Houseparty, a video conferencing desktop and mobile application, said it would pay a $1 million bounty to anyone who could unmask the entity behind what the company described as "a paid commercial smear campaign."
The company's apparent anger comes after Houseparty has been at the center of media reports published yesterday by three British tabloids.
The Sun, the Express, and Mirror Online reported on Monday on a large number of Houseparty users claiming they had social media accounts hacked and taken over after installing the video conferencing app on their smartphones.
Users reported having Netflix, eBay, Instagram, Snapchat, and Spotify accounts taken over; however, very few were able to provide details about what really happened.
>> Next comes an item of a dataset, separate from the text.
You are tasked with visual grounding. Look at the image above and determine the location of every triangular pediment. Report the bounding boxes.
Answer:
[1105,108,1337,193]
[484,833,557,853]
Houseparty denied any hacking rumors right from the get-go via a firm statement posted on its Twitter account, claiming that the app "doesn't collect passwords for other sites," and, hence, wouldn't be able to allow anyone to extract this data and pivot to other online services.
However, despite the explanation, the app is now at the center of a public relations disaster. Many of its users appear to believe the reports and are encouraging others to uninstall and delete the app from their devices.
Houseparty officials feel they're now being defamed unjustly in a game of dirty politics.
"We are investigating indications that the recent hacking rumors were spread by a paid commercial smear campaign to harm Houseparty," the app maker said in a tweet today.
"We are offering a $1,000,000 bounty for the first individual to provide proof of such a campaign to email@example.com."
A Houseparty spokesperson could not be reached for additional details.
The app rose in popularity during the current coronavirus (COVID-19) outbreak when social distancing and quarantine measures were imposed around the globe.